Since I’m kind of a boob when it comes to details, I sometimes make mistakes. For instance, I wrote an essay I titled “The Lottery.” Since I didn’t want to use the same title of the famous Shirley Jackson story, I changed the title at the top of the story but failed to alter the footer at the bottom of the page. It’s not a big deal, it just makes me look careless and dimwitted. I’ve submitted stories to journals with my name on them when the journals wanted blind entries. I’ve addressed submissions to the wrong editors. I’ve even peddled my wares at journals that don’t deal in what I have to sell.

And, oh, well, come the rejections. Some journals take months to get back with me, some, like the Penn Review, have turnarounds that number in the hours. I’ve had one essay at a journal called Big Muddy for nine months and haven’t heard back from them. When a magazine I’ve submitted to contacts me, I’ve won. A rejection is proof of work accomplished. It says something about my assiduousness, my drive, my persistence. The more rejections I can rack up, the better I feel.

Then, there are acceptances. I’ve scored eight publications since the beginning of the year. With a publication in New Letters of an essay the editor solicited from me in September, I have nine. That’s pretty good people tell me. It’s certainly feels right. I started this experiment in October with a goal of publishing five essays or short stories in two years. Now, I think that if I have ten publications by the end of the year, outside of the New Letters essay, I will have done my job well.

So it goes, as Vonnegut would say.

Now, I’m also looking for a job, which is no easy matter for a person with a Ph.D. You’d think that degree would take me places. But, in fact, the Ph.D. qualifies me for only certain kinds of work. I’ve been on the websites for all the institutions of higher learning, the community colleges, and the school district. The pickins’ are slim.

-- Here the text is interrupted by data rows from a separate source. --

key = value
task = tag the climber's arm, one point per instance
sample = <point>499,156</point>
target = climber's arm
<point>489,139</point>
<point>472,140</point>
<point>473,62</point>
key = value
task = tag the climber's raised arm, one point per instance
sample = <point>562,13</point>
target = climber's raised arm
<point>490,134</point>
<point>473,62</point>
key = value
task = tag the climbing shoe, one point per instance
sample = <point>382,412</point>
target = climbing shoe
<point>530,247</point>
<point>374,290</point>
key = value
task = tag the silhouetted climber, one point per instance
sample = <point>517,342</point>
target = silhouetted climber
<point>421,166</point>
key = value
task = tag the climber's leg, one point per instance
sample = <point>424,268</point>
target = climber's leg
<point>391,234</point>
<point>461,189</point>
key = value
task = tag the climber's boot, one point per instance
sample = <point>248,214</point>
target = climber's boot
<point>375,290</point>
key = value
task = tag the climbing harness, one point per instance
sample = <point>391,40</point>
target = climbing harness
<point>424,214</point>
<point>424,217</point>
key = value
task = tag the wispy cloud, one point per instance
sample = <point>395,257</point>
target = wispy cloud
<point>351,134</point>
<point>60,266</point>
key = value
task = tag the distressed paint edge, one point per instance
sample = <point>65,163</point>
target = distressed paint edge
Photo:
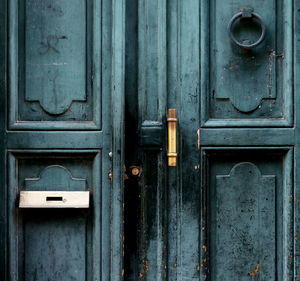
<point>117,105</point>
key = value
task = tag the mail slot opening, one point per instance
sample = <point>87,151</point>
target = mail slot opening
<point>54,198</point>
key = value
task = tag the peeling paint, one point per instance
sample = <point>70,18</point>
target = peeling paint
<point>254,271</point>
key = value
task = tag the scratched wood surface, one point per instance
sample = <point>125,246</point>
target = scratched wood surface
<point>226,212</point>
<point>61,80</point>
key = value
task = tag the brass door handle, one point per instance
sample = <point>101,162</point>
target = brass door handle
<point>172,138</point>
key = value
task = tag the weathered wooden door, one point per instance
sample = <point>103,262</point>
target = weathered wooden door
<point>61,99</point>
<point>229,210</point>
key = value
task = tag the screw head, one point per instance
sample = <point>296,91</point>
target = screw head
<point>135,171</point>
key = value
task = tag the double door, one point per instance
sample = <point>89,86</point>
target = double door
<point>85,91</point>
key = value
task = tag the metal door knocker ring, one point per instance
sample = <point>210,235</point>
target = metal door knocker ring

My next move is to look at places that need writers. I think I might like working as a copywriter for an ad agency or corporation. But don’t get me wrong. I don’t look forward to getting a desk job. I haven’t done well with regular jobs in the past. They challenge me for about the first six months. Then I figure them out and sit around rotting at my desk until the pain becomes too great to bear. Then, I’m off to other horizons.

The saving grace in the job search this time is that my attitude toward drudgery has changed. I only have to have whatever work I get for ten years, enough time to put a kid through college and build some retirement funds. I will structure my day so that I get about two hours a night for the job of writing and authoring. A job will definitely slow down my efforts at publication, but they will not stop them. Regular work may, in fact, give me the opportunity to build a discipline of a Marine Corps sergeant. I’m good at that sort of thing.

So, summer has me hopping. Teaching, writing, querying agents and publishers, submitting to magazines, looking for a job. That’s my work.

I would also like to take up painting again. But we’ll see. I’m kind of busy.